Wollen sich diese AfD-Logik die rechten Friktionen jenseits der AfD tatsächlich und grundsätzlich zu eigen machen? Dann sollten sie nochmals ihre Position zum Zustandekommen eines Migrationsbeirats überdenken, der diesen Namen auch verdient.

Drolliges am Rande: Ernst findet es besonders kritisierenswürdig, dass in der Berufungskommission „auch zwei Vertreter der DITIP, also der türkischen Erdogan-hörigen Religionsbehörde“ sitzen. Erdogan, Putin, Orban, Trump – sind das nicht Leuchtfiguren echter autokraticher Führerschaft? Hier geht der AfD noch der völkische Gaul durch, der alles „Türkische“ verabscheut. Scheinbar wurde Frau Weidel plus Anhang noch nicht nach Ankara zu einem „Demokratie“-kurs mit Wellness-Wochenende eingeladen.

Thomas Trüper

 

Offener Brief an den Mannheimer Gemeinderat

Wir sind zutiefst irritiert und erschüttert über die Tatsache, dass und wie Zahra Alibabanezhad Salem und Khalil Khalil als Migrationsbeirät*in durch den Mannheimer Gemeinderat „abgewählt“ wurden. Zahra Alibabanezhad Salem stach als Vorsitzende hervor durch kluge, kritische Gedanken, Fragen und Anregungen, die auf profundem Wissen basierten. Khalil Khalil hat sich jahrelang im Migrationsbeirat verdient gemacht. Ihr unermüdliches Engagement und ihre kritischen Stimmen werden fehlen. Der Vorgang dieser Abwahl ist für uns nicht nachvollziehbar. Wie kann es sein, dass eine Berufungskommission, bei der das Berufungsrecht seit 2009 liegt, ausgehebelt wurde?

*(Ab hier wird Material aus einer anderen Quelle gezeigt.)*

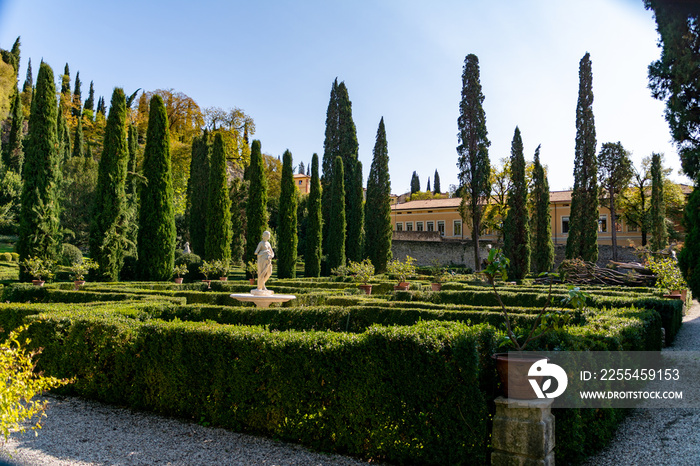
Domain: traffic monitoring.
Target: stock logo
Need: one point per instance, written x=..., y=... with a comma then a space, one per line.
x=548, y=371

Soweit wir wissen, wurde diese gravierende Änderung des Berufungsverfahrens weder vom Gemeinderat beschlossen noch durch eine Verwaltungsvorlage legitimiert, sondern von Oberbürgermeister Christian Specht in Gang gesetzt. Wir verstehen nicht, warum die Gemeinderät*innen diese plötzliche Verfahrensänderung offenbar widerstandslos hingenommen haben.

Die Berufungskommission setzt sich zu zwei Dritteln aus Menschen mit Migrationsgeschichte und zu einem Drittel aus Gemeinderät*innen zusammen. Die Mitbestimmung des Gemeinderats in der Berufungskommission ist also gewährleistet.

Die (geheime) Abstimmung im Gemeinderat über bereits berufene einzelne Mitglieder des Migrationsbeirats ist de facto eine Diskreditierung der Berufungskommission. Mehr noch: Es war ein Akt, der die Mitbestimmung von Menschen mit Migrationsgeschichte in unserer Stadt nicht ernst nimmt. Der Migrationsbeirat ist damit seiner Funktion, sich frei und unabhängig für die Belange migrantischer Mitbürger*innen einzusetzen, beraubt – da die Mitglieder gegebenenfalls um ihre Wiederwahl fürchten müssen. Der Eindruck, dass dies politisch gewollt ist, lässt sich schwer vermeiden. Denn mit der „Abwahl“ von Zarah Alibabanezhad Salem und Khalil Khalil sind zwei engagierte, kompetente „Streiter*innen“ mundtot gemacht worden.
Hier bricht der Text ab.